"You call them that, too?" she asked, as though disappointed in him. "Maybe if you stopped calling them geeks, they wouldn't resent you the way they do. You know, that's a nasty name; in the First Century Pre-Atomic, it designated a degraded person who performed some sort of revolting public exhibition...."

"As far as that goes, you know what the geek name for a Terran is?" Blount asked. "Suddabit."

She looked puzzled for a moment, then slipped in her enunciator.
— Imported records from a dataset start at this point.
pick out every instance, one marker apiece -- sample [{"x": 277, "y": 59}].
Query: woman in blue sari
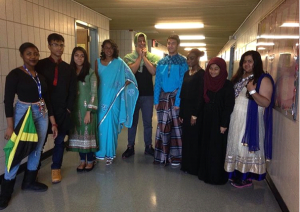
[{"x": 117, "y": 96}]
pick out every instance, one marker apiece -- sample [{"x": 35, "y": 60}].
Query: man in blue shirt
[{"x": 169, "y": 76}]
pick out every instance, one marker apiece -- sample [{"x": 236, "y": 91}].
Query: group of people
[{"x": 194, "y": 110}]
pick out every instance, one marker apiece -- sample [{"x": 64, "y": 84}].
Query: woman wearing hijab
[
  {"x": 191, "y": 108},
  {"x": 219, "y": 103}
]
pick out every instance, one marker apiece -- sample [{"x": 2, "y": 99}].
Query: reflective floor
[{"x": 135, "y": 184}]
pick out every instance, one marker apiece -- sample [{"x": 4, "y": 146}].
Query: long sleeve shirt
[{"x": 169, "y": 76}]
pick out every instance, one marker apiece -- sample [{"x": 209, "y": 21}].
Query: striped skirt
[{"x": 168, "y": 143}]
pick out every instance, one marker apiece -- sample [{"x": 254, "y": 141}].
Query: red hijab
[{"x": 214, "y": 83}]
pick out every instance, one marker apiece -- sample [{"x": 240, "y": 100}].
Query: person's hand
[
  {"x": 139, "y": 51},
  {"x": 8, "y": 133},
  {"x": 144, "y": 52},
  {"x": 223, "y": 129},
  {"x": 87, "y": 117},
  {"x": 193, "y": 121},
  {"x": 54, "y": 131},
  {"x": 250, "y": 86},
  {"x": 180, "y": 120}
]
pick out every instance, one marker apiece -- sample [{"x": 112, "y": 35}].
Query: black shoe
[
  {"x": 7, "y": 188},
  {"x": 149, "y": 150},
  {"x": 129, "y": 152},
  {"x": 30, "y": 183}
]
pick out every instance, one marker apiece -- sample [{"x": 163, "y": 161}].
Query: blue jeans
[
  {"x": 145, "y": 103},
  {"x": 89, "y": 157},
  {"x": 41, "y": 125},
  {"x": 58, "y": 151}
]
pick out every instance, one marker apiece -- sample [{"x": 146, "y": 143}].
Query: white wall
[
  {"x": 32, "y": 21},
  {"x": 284, "y": 167}
]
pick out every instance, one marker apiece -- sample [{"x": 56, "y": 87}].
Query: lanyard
[{"x": 37, "y": 81}]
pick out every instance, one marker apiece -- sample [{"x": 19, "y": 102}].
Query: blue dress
[{"x": 116, "y": 103}]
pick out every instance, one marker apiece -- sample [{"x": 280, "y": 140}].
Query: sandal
[
  {"x": 81, "y": 167},
  {"x": 89, "y": 167},
  {"x": 109, "y": 161}
]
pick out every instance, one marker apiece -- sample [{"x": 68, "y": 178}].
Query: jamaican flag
[{"x": 22, "y": 142}]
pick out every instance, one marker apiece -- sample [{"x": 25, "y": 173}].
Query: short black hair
[
  {"x": 25, "y": 46},
  {"x": 55, "y": 37},
  {"x": 174, "y": 37}
]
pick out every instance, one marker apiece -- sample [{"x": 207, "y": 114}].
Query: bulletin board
[{"x": 278, "y": 45}]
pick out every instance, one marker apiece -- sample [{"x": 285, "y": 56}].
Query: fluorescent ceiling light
[
  {"x": 290, "y": 25},
  {"x": 265, "y": 44},
  {"x": 179, "y": 26},
  {"x": 192, "y": 44},
  {"x": 191, "y": 37},
  {"x": 189, "y": 49},
  {"x": 278, "y": 36}
]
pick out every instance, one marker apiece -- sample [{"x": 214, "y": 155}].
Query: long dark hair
[
  {"x": 86, "y": 65},
  {"x": 113, "y": 45},
  {"x": 257, "y": 67}
]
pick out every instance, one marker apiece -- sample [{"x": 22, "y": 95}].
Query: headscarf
[
  {"x": 214, "y": 83},
  {"x": 131, "y": 58}
]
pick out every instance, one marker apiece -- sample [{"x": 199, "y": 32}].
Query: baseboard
[
  {"x": 24, "y": 165},
  {"x": 276, "y": 194}
]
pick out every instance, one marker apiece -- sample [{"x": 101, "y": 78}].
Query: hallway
[{"x": 135, "y": 184}]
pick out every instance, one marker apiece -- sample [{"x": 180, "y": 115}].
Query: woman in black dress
[
  {"x": 191, "y": 112},
  {"x": 219, "y": 103}
]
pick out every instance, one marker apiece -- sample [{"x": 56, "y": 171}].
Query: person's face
[
  {"x": 108, "y": 50},
  {"x": 248, "y": 64},
  {"x": 30, "y": 56},
  {"x": 141, "y": 43},
  {"x": 192, "y": 60},
  {"x": 214, "y": 70},
  {"x": 172, "y": 46},
  {"x": 56, "y": 48},
  {"x": 79, "y": 58}
]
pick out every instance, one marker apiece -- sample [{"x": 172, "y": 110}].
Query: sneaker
[
  {"x": 149, "y": 150},
  {"x": 129, "y": 152},
  {"x": 56, "y": 176},
  {"x": 241, "y": 184}
]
Even in the absence of any native, she used her handkerchief to mask the act.

"Suddabit," she said, distinctly. "Sud-da-a-bit." Taking out the geek-speaker, she put it away. "Why, that's exactly how they'd pronounce it!"

"And don't tell me you haven't heard it before," O'Leary said. "The geeks were screaming it at you, over on Seventy-second Street, this afternoon. Znidd suddabit; kill the Terrans. That's Rakkeed the Prophet's whole gospel."
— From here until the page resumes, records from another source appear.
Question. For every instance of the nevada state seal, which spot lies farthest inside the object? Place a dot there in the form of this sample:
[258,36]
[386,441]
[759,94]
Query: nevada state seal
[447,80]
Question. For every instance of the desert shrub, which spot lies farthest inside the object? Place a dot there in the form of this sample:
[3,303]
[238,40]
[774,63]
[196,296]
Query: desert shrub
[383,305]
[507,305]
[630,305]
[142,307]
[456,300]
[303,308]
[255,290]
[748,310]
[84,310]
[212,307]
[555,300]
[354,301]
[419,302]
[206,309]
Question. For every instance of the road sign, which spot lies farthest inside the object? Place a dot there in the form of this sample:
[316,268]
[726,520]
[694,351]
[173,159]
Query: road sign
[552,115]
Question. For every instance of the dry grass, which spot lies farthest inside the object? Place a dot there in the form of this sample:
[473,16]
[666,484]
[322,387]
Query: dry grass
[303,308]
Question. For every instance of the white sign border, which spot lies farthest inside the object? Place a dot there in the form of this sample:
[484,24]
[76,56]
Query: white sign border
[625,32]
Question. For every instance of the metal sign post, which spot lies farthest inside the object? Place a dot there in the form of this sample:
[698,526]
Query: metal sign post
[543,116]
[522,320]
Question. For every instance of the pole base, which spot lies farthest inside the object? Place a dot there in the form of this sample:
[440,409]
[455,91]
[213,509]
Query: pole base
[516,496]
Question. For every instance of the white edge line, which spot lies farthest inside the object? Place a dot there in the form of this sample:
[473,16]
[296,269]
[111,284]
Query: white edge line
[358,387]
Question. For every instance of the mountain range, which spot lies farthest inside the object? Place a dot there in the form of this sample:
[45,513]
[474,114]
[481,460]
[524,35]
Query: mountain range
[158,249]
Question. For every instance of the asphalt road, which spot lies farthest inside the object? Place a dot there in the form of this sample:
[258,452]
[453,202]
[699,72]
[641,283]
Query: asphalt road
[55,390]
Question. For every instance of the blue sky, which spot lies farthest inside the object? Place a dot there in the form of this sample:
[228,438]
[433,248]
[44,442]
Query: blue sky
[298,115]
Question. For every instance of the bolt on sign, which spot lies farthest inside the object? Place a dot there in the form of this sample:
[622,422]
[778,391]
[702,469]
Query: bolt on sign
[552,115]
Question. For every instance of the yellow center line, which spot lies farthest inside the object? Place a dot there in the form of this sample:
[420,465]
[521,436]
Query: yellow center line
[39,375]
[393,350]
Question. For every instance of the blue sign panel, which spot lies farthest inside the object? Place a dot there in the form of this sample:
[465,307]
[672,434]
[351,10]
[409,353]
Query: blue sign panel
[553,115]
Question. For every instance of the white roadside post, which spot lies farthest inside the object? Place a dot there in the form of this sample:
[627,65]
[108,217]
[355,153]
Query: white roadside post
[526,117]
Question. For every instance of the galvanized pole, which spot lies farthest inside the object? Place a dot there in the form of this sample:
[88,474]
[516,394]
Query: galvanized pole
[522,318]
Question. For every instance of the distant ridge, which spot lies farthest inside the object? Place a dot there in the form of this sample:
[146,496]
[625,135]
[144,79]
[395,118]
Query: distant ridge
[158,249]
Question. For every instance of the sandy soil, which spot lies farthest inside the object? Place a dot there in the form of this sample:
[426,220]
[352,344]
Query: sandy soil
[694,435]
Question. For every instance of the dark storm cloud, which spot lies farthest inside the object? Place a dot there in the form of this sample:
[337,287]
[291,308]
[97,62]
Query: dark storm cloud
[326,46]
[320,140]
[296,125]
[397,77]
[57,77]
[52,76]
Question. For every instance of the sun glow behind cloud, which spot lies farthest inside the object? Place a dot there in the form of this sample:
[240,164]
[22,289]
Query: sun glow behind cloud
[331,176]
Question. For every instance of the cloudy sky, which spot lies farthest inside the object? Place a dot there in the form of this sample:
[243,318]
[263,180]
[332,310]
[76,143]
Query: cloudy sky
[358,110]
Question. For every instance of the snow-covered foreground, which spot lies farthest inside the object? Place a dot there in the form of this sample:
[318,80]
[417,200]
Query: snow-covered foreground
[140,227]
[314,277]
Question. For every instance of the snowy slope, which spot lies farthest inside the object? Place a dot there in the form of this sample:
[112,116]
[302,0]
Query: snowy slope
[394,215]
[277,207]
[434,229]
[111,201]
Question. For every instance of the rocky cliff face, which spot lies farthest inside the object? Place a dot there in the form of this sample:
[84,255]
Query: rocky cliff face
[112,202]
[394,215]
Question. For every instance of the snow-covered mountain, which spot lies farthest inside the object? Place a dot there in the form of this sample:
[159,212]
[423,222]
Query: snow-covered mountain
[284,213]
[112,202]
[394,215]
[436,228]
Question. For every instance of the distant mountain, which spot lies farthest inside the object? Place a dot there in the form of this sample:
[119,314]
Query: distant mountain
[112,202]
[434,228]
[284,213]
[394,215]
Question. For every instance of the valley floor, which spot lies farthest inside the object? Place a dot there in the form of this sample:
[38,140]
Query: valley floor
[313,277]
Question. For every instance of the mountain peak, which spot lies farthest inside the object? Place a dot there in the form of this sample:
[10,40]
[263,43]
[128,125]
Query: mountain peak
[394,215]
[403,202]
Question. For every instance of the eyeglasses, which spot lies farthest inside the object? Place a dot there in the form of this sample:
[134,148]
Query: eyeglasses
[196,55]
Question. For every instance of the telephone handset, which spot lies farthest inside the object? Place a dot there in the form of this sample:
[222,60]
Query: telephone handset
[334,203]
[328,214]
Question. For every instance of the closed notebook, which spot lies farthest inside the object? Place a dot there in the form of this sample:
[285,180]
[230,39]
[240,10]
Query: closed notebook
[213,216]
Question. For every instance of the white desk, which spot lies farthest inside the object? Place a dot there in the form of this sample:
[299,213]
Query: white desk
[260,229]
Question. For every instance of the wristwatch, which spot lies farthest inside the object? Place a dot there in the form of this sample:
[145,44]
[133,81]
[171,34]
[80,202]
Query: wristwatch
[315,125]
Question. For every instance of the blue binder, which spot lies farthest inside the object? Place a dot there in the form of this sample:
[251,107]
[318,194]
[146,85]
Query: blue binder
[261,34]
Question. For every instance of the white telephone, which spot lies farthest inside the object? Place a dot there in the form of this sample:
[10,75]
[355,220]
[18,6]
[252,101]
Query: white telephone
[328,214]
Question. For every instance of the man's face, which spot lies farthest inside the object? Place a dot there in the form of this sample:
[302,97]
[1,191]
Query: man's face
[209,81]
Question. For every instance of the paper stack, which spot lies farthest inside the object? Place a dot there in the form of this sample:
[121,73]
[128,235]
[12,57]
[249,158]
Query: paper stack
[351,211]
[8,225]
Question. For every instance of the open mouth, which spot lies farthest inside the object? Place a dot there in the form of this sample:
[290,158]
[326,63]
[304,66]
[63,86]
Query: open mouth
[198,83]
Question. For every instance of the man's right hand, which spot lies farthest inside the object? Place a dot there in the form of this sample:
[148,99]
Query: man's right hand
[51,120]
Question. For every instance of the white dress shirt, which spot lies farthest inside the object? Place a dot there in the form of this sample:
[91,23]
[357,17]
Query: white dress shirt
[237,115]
"So you see," Eric Blount rammed home the moral, "this is just another case of nobody with any right to call anybody else's kettle black.... Cigarette?"


"Thank you." She leaned toward the lighter-flame O'Leary had snapped into being. "I suspect that of being a principle you'd like me to bear in mind at the Polar mines, when I see, let's say, some laborer being beaten by a couple of overseers with three foot lengths of three-quarter-inch steel cable."

"If you think the natives who work at the mines feel themselves ill-treated, you might propose closing them down entirely and see what the native reaction would be," von Schlichten told her. "Independently-hired free workers can make themselves rich, by native standards, in a couple of seasons; many of the serfs pick up enough money from us in incentive-pay to buy their freedom after one season."

"Well, if the Company's doing so much good on this planet, how is it that this native, Rakkeed, the one you call the Mad Prophet, is able to find such a following?" Paula demanded. "There must be something wrong somewhere."